Poetesses modernes sur reseaux sociaux et papier Instagram rupi kaur

À l'instar d'Amanda Gorman et Cécile Coulon, la jeune poétesse canadienne Rupi Kaur fait sensation sur les réseaux sociaux. En mai 2022, elle entamera une tournée mondiale et récitera ses vers sur les plus grandes scènes.

© GETTY IMAGES/JOHN SHIULLI

On la dit inaccessible, trop élitiste et un peu snob.
On la dit trop invisible, sous les poussières dont elle s’enrobe.
On en dit énormément, et ce faisant, nos cœurs s’en privent.
On en débat, mais entre-temps, il est des plumes qui, elles, l’écrivent.

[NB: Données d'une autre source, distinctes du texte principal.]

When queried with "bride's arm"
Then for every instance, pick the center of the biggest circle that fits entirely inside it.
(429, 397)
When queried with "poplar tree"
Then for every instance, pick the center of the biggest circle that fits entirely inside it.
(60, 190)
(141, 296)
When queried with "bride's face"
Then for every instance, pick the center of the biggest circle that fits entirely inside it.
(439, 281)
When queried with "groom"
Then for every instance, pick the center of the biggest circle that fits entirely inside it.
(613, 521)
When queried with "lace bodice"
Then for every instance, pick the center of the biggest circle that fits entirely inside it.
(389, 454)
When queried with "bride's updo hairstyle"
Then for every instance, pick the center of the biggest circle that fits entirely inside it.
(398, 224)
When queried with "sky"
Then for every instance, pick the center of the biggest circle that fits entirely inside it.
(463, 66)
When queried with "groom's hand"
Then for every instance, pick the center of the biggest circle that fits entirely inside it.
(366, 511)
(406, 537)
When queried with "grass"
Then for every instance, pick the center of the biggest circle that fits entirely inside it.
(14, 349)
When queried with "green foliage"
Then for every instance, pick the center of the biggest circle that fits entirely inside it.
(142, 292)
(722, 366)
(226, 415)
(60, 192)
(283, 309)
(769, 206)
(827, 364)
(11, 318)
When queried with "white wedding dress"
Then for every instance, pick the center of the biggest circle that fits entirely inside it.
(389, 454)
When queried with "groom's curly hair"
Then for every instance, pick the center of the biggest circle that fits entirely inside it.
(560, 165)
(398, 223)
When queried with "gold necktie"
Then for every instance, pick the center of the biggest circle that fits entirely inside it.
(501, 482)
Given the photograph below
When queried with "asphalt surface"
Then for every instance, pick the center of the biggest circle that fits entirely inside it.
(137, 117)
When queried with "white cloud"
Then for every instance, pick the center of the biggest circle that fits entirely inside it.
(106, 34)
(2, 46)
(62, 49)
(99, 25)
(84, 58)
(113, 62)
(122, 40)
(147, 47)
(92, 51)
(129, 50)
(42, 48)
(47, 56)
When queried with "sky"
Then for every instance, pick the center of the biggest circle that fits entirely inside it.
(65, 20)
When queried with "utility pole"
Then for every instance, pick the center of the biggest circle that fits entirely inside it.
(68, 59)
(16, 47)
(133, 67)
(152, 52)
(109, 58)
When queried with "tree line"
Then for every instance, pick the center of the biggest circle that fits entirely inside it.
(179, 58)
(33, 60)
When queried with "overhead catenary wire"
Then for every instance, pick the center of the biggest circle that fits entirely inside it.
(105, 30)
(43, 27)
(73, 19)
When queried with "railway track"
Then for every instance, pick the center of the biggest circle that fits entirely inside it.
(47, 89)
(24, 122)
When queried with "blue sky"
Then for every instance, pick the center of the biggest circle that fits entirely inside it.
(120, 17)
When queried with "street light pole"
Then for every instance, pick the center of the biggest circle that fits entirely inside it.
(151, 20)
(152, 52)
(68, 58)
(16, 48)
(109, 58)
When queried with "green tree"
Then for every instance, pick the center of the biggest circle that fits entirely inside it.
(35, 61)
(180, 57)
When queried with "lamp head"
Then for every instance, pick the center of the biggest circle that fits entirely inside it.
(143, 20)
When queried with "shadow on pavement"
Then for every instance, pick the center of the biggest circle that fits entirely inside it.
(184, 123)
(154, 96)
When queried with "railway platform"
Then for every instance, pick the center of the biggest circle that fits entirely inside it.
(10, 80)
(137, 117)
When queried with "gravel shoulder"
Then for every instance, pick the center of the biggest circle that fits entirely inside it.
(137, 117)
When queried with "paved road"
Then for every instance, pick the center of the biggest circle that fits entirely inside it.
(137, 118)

Et qu’est-ce qu’elles écrivent! Profusément, avec ou sans rime, en silence ou en slammant, sur papier comme sur la Toile, où les réseaux sociaux deviennent des recueils scrollés avec passion par des millions de personnes. Des poétesses du nom de Rupi Kaur, Cécile Coulon, Lang Leav ou encore Louise Kaufmann postent leurs vers sur Instagram, offrant un nouveau support à cet art ancestral, aussi indispensable qu’il semble immortel. Le poème, parfois caché, n’est jamais bien loin et reste aimé des jeunes.

On repense au 20 janvier 2021, lors de l’investiture du président américain Joe Biden: en ce jour historique, une certaine Amanda Gorman montait sur scène dans un éclatant blazer jaune, pour réciter un poème titré La colline que nous gravissons. En quelques secondes, une étoile était née, rapidement érigée au statut d’icône internationale. La jeune femme de 24 ans, suivie par 3,8 millions de fans, a désormais signé deux ouvrages et se trouve à l’aube d’une carrière flamboyante. En 2021, elle devenait également la première à rédiger un texte pour le célèbre Super Bowl américain. Tout cela à partir d'un seul poème, dont les mots ont résonné au-delà de ce qui semblait possible.

«La poésie reste un domaine qui n’élit pas beaucoup de stars et dans lequel il est difficile d’être publié, analyse Antonio Rodriguez, professeur associé à l’Université de Lausanne, poète et directeur du Printemps de la Poésie. Beaucoup de personnes en écrivent, mais il ne constitue pas un objet industriel comme le roman. Or, certaines circonstances fortes, telles que les événements politiques, peuvent aider.»

Le succès par surprise

En termes de visibilité, les réseaux sociaux semblent constituer un terreau fertile, au point de se demander s’ils ne finiront pas par la concevoir, cette industrie du poème. Ainsi partagés, likés et valorisés par des algorithmes, les vers se nichent dans nos quotidiens, nous parlent et nous réconfortent. Les réseaux constituent donc une sorte de porte d’entrée: «Selon moi, ils sont désormais nécessaires pour mener la jeunesse jusqu’aux poèmes», ajoute notre expert. Et pour qu’elle s’en éprenne, au point de s’identifier à leurs auteurs et autrices: car de temps en temps, arrosés de talent et de hasard, croissent de véritables phénomènes.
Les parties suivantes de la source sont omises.